The writer, Raffaello Pantucci, a senior associate fellow at Britain’s Royal United Services Institute, noted that the presence of Central Asians and Indians in transnational attacks, was a relatively new phenomenon, reflecting a shifting pattern in jihadism linked to the Islamic State.

While mentioning some of the group’s most dramatic attacks – the Easter 2019 Sri Lanka bombings, the attack on a Turkish nightclub on New Year’s Eve 2017, or the 2017 truck attacks in New York City and Stockholm, the FP said, it revealed jihadism’s persistent appeal to a global audience.

“Indeed, the rise of Central and South Asian cohorts to the front rank of attack planning is a development with potentially worrying consequences,” Pantucci said India’s history of jihadism goes back even further and said the country was the birthplace of a particular sect that was a source of ideas for the Taliban.

He said neither India, nor Central Asia has historically produced many figures in the international jihadist movement, launching attacks far from their borders. “Indians have stayed involved in networks in India, or occasionally Pakistan. Central Asians have shown up in Afghanistan and Pakistan, but rarely farther afield,” but pointed that it was “changing” now.

The writer said a major attraction drawing young men and women to jihadism has always been the idea of participating in a transnational religious movement and an epic global struggle and Syria emerged as a major turning point in Indian and Central Asian involvement in the global jihadist movement.
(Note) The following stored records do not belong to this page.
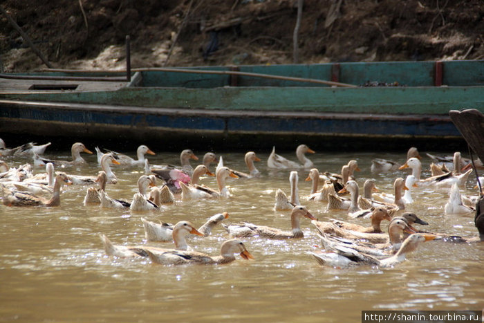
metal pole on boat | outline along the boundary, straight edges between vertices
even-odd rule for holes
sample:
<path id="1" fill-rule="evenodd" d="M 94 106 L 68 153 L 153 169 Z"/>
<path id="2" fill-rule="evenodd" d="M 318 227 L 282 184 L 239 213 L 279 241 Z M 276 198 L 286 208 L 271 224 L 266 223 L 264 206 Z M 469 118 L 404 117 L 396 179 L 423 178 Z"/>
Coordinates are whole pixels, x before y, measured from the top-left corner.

A cauldron that continues to draw people in, it is a clear and significant marker in the international jihadist story.

The battlefield was one that drew in Muslims from almost 100 different countries and from every continent. This included Indians and Central Asians, though their experiences were markedly different, FP said.

Large groups of Central Asians fought on the battlefield. On the other hand, a significant number of Indian fighters made it to the conflict in Afghanistan to fight alongside ISKP there.

Since the Islamic State’s emergence, Central Asians have been involved in repeated attacks in Turkey, including the assault on Istanbul’s Ataturk Airport in June 2016 and the high-profile massacre at the city’s Reina nightclub on New Year’s Eve 2017, as well as attacks using vehicles that were driven into crowds in 2017 in Stockholm in April, and New York City on Halloween that year, as well as an underground bombing in St. Petersburg.

The FP said the attack on the prison in Jalalabad follows the earlier decision by ISKP to use an Indian fighter to attack a Sikh gurdwara- a place of worship – in Kabul. Seen as “polytheists,” Sikhs are regarded as an acceptable target by the Islamic State like many other religious groups, though the decision to use an Indian attacker likely reflected a desire by the group to highlight their connection to India in particular.